Upgrades to Center City Philadelphia’s public spaces are set to continue as renders showing updated plans for Thomas Paine Plaza have been released. The plaza, which surrounds architect Vincent Kling’s 1962 Municipal Services Building (MSB), is a popular skating spot but has also seen its fair share of protests. Those protests put enough pressure on the city to remove the statue of controversial former police commissioner Frank Rizzo in June 2020, and earlier this year, as AN reported, the city removed Your Move, the board game–themed installation that occupied part of the plaza.

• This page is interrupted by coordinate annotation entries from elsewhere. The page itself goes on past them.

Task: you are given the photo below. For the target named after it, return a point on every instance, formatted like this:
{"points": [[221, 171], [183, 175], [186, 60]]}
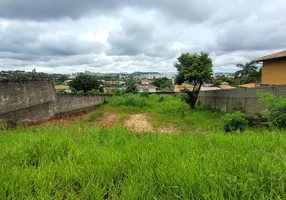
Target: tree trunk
{"points": [[193, 96]]}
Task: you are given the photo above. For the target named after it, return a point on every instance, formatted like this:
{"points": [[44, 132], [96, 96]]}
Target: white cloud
{"points": [[127, 36]]}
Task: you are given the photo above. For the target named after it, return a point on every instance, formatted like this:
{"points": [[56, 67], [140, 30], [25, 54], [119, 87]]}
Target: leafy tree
{"points": [[246, 70], [255, 76], [194, 69], [85, 83], [162, 83], [131, 86], [63, 78]]}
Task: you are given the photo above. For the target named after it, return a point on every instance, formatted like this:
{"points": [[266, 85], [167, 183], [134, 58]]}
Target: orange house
{"points": [[274, 69]]}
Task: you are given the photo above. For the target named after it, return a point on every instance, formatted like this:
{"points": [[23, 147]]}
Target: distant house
{"points": [[184, 86], [62, 88], [225, 86], [274, 68], [248, 85], [147, 88]]}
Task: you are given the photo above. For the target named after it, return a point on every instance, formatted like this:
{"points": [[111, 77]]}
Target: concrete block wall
{"points": [[239, 99], [38, 100], [78, 102]]}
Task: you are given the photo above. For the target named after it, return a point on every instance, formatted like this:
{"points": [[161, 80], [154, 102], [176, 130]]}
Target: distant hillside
{"points": [[143, 73]]}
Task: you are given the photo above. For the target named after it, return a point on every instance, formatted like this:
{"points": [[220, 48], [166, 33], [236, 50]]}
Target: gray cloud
{"points": [[135, 35]]}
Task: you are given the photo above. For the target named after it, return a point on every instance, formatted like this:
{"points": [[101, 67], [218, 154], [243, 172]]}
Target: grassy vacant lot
{"points": [[84, 160]]}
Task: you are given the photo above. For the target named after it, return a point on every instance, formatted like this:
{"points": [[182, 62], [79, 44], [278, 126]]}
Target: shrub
{"points": [[95, 116], [257, 120], [93, 91], [80, 92], [235, 121], [3, 125], [276, 105]]}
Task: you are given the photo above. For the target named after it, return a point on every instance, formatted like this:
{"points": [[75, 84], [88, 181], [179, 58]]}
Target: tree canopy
{"points": [[194, 69], [85, 83], [131, 86], [162, 83]]}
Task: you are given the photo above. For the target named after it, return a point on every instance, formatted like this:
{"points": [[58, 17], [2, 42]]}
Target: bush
{"points": [[93, 91], [235, 121], [276, 114], [95, 116]]}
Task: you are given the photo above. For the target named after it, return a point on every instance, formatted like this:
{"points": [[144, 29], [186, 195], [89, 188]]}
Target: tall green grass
{"points": [[79, 162]]}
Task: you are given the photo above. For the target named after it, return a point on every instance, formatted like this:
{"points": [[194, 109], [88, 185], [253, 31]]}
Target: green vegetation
{"points": [[195, 69], [276, 115], [131, 86], [85, 83], [163, 84], [235, 121], [84, 160]]}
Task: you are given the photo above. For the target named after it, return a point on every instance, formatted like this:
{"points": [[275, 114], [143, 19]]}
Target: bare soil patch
{"points": [[141, 123], [138, 123]]}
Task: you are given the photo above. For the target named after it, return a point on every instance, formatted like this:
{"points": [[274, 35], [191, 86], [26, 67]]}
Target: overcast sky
{"points": [[64, 36]]}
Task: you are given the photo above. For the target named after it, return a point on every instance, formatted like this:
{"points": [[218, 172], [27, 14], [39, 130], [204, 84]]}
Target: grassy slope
{"points": [[80, 162]]}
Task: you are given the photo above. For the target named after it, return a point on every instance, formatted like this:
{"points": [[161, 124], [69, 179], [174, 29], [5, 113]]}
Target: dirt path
{"points": [[110, 119], [140, 123]]}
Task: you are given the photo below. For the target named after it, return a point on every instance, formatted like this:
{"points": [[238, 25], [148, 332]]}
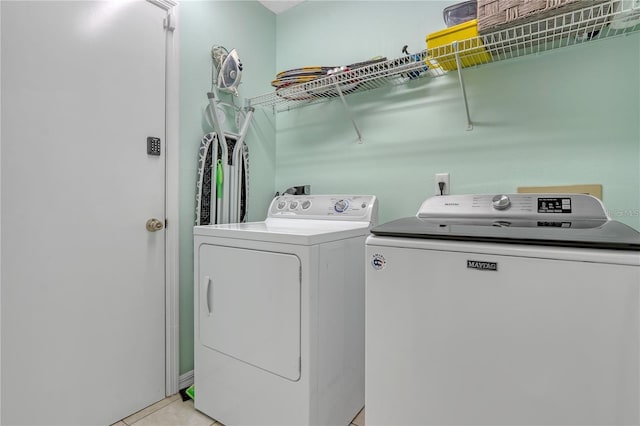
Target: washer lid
{"points": [[571, 220]]}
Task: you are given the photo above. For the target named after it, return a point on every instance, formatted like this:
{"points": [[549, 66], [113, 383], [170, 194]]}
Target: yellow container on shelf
{"points": [[470, 46]]}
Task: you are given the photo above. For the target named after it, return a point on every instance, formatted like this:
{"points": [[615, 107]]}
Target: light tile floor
{"points": [[173, 411]]}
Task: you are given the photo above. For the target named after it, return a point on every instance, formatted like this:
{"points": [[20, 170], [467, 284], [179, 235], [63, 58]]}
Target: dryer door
{"points": [[249, 307]]}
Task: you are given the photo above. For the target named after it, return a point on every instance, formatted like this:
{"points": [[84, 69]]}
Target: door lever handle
{"points": [[154, 225]]}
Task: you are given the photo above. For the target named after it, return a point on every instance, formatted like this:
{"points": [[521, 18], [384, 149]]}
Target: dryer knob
{"points": [[341, 206], [501, 202]]}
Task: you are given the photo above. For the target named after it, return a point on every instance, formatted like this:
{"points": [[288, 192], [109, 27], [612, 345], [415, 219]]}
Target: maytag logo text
{"points": [[482, 266]]}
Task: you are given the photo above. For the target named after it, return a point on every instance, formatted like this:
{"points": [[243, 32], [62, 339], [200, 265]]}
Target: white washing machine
{"points": [[279, 313], [518, 309]]}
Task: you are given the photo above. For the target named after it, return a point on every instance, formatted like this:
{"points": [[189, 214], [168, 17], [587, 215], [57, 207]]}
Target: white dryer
{"points": [[519, 309], [279, 313]]}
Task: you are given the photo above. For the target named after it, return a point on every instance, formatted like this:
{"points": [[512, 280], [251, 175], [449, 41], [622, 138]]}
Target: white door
{"points": [[83, 86]]}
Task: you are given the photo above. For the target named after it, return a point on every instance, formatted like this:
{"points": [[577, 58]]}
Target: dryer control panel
{"points": [[326, 207]]}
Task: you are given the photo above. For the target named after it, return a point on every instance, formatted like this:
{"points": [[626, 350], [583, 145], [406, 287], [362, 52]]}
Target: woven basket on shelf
{"points": [[496, 15]]}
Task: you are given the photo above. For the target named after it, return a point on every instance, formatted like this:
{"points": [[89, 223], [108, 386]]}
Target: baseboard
{"points": [[185, 380]]}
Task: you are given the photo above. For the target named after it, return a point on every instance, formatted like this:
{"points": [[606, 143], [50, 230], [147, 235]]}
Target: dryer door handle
{"points": [[208, 293]]}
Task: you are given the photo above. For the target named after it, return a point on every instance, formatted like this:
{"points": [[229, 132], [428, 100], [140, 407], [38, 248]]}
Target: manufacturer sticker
{"points": [[378, 262], [482, 266]]}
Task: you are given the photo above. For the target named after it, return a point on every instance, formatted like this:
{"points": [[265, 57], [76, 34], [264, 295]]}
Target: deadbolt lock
{"points": [[154, 225]]}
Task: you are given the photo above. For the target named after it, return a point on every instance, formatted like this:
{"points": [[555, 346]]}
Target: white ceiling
{"points": [[279, 6]]}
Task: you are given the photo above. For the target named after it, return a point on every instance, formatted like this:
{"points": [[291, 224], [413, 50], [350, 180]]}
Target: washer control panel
{"points": [[327, 207], [523, 206]]}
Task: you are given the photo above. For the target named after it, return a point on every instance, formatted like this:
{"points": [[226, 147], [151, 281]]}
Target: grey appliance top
{"points": [[570, 220]]}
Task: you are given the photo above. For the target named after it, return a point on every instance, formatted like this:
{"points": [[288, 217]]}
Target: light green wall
{"points": [[250, 28], [565, 117], [570, 116]]}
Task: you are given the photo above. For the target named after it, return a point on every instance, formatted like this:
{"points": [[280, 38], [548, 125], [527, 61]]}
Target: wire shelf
{"points": [[605, 20], [380, 74]]}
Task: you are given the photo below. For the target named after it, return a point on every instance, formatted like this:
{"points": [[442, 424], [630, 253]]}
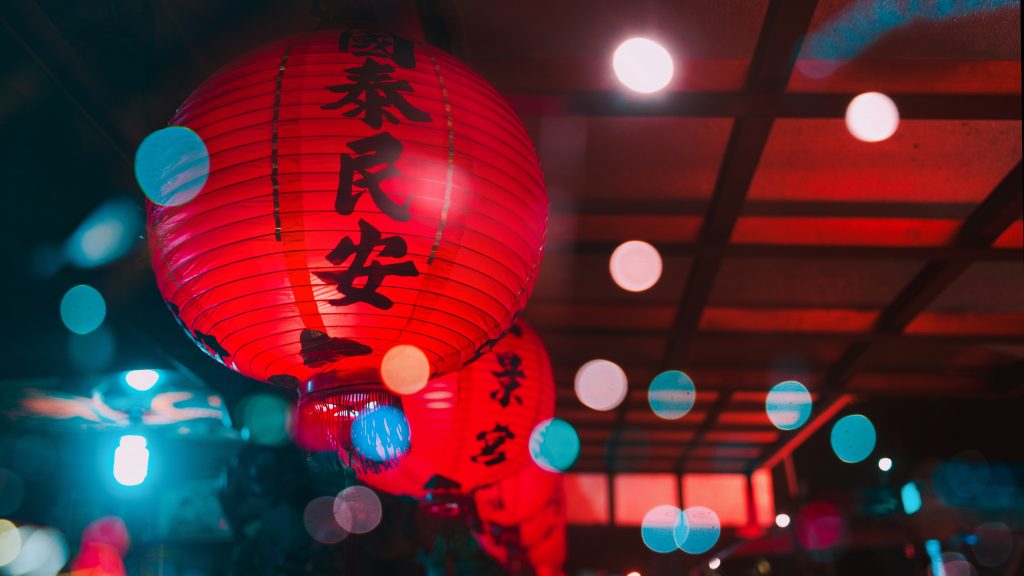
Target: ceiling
{"points": [[868, 272]]}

Plans for the plaza’s overhaul from the Philadelphia Department of Public Property (DPP) seek to upgrade the site, following the renovations of Love Park immediately to the west and Dilworth Park immediately to the south, making for a better pedestrian environment. The city approached the project by conducting focus group sessions and surveys with MSB employees. The received feedback indicated a desire for more plants and green space, places to sit and relax, and improved accessibility. Currently, concrete walls line much of the plaza (particularly along Arch Street), and a below-grade section runs the length of Broad Street, creating an ill-tiered system of elevation changes for pedestrians to navigate the site.
These considerations have led to the now-advancing plan, which includes ten components: an access ramp and sloped walkway to the MSB’s main entrance; and arrival grove; the west terrace; the large plaza; a seating bosque; a small plaza; walkways that align with the plaza’s sculptures; an overlook oriented toward City Hall; additional occupiable space along the site’s perimeter; and additional green space.
Along 15th Street, this means a seating area (west terrace) and canopy shade structure next to a kiosk—similar to the setup at Dilworth Park plus shading. Entering the site from JFK Boulevard to the main entrance, the sloped entrance walk will be bounded by red maples, London plane trees, and dogwoods. The eastern half of the site will largely be reserved for the large and small plazas, 10,000-square-feet and 6,000-square-feet, respectively, with the seating bosque—wooden benches and metal chairs under honey locusts—in the middle.
Additional plant beds and trees will bring shade and pervious surface to the site, breaking the concrete and stone mass that most Philadelphians have seen the site as. Along raised planted beds, granite benches will extend out from their walls, supplementing table and chair arrangements elsewhere on the plaza. Jacques Lipchitz’s sculpture Government of the People will retain its position, which will now be on the edge of the large plaza and adjoin a stone platform that doubles as a stage. A row of oak trees will line part of the plaza’s northern perimeter along Arch Street, and LED lighting, which can be color-programmed for special occasions, will be installed around the site.
The proposed design will continue through design and documentation through January 2024, with bidding and contractor selection finalized by May 2024, when groundbreaking is scheduled. The DPP estimates a total cost of $20 million. Eventually, the city hopes to infill the sunken plaza along Broad Street, which would bring the eastern side of the site to street level, in-line with the city’s 2035 Plan. The 2035 plan includes a number of ambitious proposals including additional Southeastern Pennsylvania Transportation Authority (SEPTA) and Port Authority Transit Corporation (PATCO) stations, new parks, and infill housing plans, aligned with broader pedestrianization goals. In a way, as the DPP argues, the plans for Thomas Paine Plaza are a return to the site’s past. In the mid-1800s the site was filled with rowhouses, and in 1917, with the construction of the Benjamin Franklin Parkway, Reyburn Plaza, a street-level park, was constructed on the site. It was only in 1962 that the street was vertically disconnected from the street, and with these interventions from the DPP, that era may soon be over.